Just two weeks ago, Blaney was headed for a victory at World Wide Technology Raceway when he ran out of fuel coming to the white flag.

Blaney couldn’t help but think of that moment when back in the lead in the closing laps.

“Normally in my mind it’s get to the white (flag),” Blaney said. “Now it’s like, I don’t care about getting to the white, let’s just get to the checkered.”

Family members felt the same way.

“You could feel the intensity kind of building, but it was pretty quiet until about six or seven (laps) to go,” Dave Beatty said of the family and friends in the stands. “Then a few people kind of started standing and we’re like ‘Hold on, you know, we’ve been through this before just two weeks ago.’”

“Oh my gosh, we were so stressed,” Linda Beatty said. “I usually leave before the end of the race because I get so nervous. I didn’t realize we were down to three laps until everyone around me started screaming.”

Here’s what drivers had to say about their race Sunday night.

Meanwhile, Ryan Blaney was trying to maintain his lead on William Byron with only two fresh tires while most of the field, including Byron, had gotten four tires on the last stop.

“Honestly I was starting to struggle a little bit with 10 to go,” Blaney said. “I had to push harder to keep my pace. It was really working hard to keep the pace, keep the gap to Byron.”

By that time, Dave Blaney had walked down from the stands to be near the fence to watch his son head toward victory on Father’s Day.

After Blaney did his winner’s interview on the frontstretch, his dad climbed under the fence to hug him. Blaney celebrated with his mom through the fence.

After Blaney drove to Victory Lane, many members of his family came down the stands and crossed the track to witness the moment and create a special memory.

After the photos for sponsors were taken, many of Blaney’s family walked on to the stage with the trophy and waited for Blaney to finish his interviews. When he did, he joined them in a photo.

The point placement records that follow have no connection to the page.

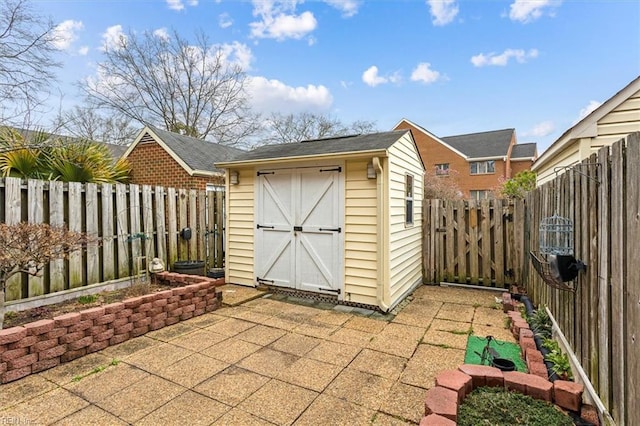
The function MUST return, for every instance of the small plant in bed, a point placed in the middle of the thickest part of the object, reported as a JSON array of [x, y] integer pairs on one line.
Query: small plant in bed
[[497, 406], [87, 298]]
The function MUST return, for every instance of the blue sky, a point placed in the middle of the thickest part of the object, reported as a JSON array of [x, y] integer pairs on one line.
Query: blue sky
[[452, 66]]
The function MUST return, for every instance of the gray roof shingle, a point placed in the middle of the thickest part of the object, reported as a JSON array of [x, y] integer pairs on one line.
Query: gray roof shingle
[[198, 154], [524, 150], [335, 145], [485, 144]]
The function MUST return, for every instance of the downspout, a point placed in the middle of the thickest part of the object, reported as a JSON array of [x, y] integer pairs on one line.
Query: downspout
[[382, 240]]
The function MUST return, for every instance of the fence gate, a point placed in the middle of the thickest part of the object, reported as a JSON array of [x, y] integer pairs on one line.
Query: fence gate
[[470, 242]]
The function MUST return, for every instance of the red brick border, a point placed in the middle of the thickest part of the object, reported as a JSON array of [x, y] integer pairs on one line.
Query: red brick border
[[40, 345], [454, 385]]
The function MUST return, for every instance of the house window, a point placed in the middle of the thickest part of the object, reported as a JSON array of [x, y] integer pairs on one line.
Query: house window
[[480, 194], [482, 167], [442, 169], [408, 199]]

“I’ve been through that before, but a lot of them have never been to Victory Lane and get to experience that,” he told NBC Sports. “A lot of young cousins, young kids that are just in awe of it.

“I’ve always kind of taken that approach that even though it’s not my first time, it might be a lot of people’s first time doing this, being at a race or Victory Lane or something. When it’s family it makes it even better.

“It was cool to get a photo with the family there. We’ll be enjoying that one for a long time.”